Ich habe mich schon für pfiffig gehalten, weil ich gesehen habe, dass ein techsolo Kamera eigentlich von Sunplus ist, aber wie kommt man denn darauf, dass man diesen Treiber verwendet...?

Es klappt, und für alle, die wie ich das Teil mit Skype in Verbindung verwenden wollen, hier noch der Hinweis, dass man Skyp folgendermaßen starten muss, damit die Kamera erkannt wird:

LD_PRELOAD=/usr/lib32/libv4l/v4l1compat.so /opt/bin/skype "$@"
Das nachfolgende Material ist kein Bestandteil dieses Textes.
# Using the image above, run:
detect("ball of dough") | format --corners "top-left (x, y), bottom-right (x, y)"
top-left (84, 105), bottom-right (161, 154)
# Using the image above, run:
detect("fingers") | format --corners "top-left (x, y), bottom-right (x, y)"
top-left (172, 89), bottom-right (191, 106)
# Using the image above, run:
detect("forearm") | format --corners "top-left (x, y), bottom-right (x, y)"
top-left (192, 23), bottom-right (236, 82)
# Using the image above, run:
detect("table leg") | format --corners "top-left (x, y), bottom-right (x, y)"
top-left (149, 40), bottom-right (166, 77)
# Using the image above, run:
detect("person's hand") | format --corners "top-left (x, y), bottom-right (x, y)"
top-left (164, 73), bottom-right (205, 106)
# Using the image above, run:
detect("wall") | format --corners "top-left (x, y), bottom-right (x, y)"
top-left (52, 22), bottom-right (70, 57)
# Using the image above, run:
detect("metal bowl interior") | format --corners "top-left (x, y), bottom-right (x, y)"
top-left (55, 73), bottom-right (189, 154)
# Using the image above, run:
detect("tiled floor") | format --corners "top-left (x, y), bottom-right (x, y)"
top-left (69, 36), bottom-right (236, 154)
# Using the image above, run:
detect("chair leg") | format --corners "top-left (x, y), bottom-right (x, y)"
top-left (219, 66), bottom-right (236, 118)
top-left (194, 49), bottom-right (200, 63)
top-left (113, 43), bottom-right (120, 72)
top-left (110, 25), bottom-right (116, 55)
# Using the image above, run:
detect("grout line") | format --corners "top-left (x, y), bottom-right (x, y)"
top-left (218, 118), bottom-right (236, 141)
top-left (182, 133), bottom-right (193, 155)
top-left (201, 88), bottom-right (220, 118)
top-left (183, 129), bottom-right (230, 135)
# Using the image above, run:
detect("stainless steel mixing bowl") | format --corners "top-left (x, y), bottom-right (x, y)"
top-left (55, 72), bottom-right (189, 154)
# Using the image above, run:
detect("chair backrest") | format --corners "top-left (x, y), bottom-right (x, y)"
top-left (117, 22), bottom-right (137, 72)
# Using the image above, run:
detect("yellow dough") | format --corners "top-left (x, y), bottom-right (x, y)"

oder aber im Menü folgendes hinterlegen in der Verknüpfung zu Skype:

env LD_PRELOAD=/usr/lib32/libv4l/v4l1compat.so skype

Schönen Abend noch allen

Obelix

----------

## SinoTech

 *Obelix wrote:*   

> ...du bist ein Hund.
> 
> Ich habe mich schon für pfiffig gehalten, weil ich gesehen habe, dass ein techsolo Kamera eigentlich von Sunplus ist, aber wie kommt man denn darauf, dass man diesen Treiber verwendet...?
> 
> [...]
> ...

 

Hab gegoogelt  :Wink:  und nebenbei passt auch die USB-ID (idProduct=0561) dazu ( SPCA561[...])

Cheers,

Sino

----------